TEMPO.CO, Bandung - Otoritas Jasa Keuangan atau OJK mengajukan permintaan tambahan penyidik spesialis perkara jasa keuangan kepada Markas Besar Kepolisian RI.
Baca: Rabobank Tutup Operasi, Regulator Seharusnya Lihat Ini Warning
Menurut Direktur Penyidikan Jasa Keuangan OJK, Brigadir Jenderal Janner Humala Pasaribu, permintaan tersebut diajukan setelah tiga perwira menengah yang bertugas di lembaganya kembali ke institusi asal mereka dengan alasan pengembangan karir.
“Bulan ini sudah kami ajukan, tentunya sesuai dengan jumlah penyidik yang kembali bertugas di kepolisian atau akan menempuh pendidikan,” kata dia saat ditemui di Hotel Four Points Bandung, Jumat, 3 Mei 2019.
Janner mengatakan OJK awalnya memiliki 21 penyidik.

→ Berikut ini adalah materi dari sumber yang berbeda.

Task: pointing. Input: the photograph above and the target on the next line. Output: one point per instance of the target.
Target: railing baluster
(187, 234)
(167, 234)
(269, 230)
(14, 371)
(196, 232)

Sebanyak 11 di antaranya adalah polisi dan delapan lainnya penyidik pegawai negeri sipil atau PPNS. PPNS tersebut berasal dari Direktorat Jenderal Pajak Kementerian Keuangan dan Badan Pengawas Keuangan dan Pembangunan (BPKP).
Mereka bertugas menyelidiki perkara jasa keuangan yang dilimpahkan dari direktorat pengawasan OJK, mulai dari tindak pidana perbankan, asuransi, hingga kasus penyelewengan di lembaga jasa keuangan lain seperti pasar modal dan dana pensiun. “Tentu dengan spesialisasi masing-masing,” ujar dia.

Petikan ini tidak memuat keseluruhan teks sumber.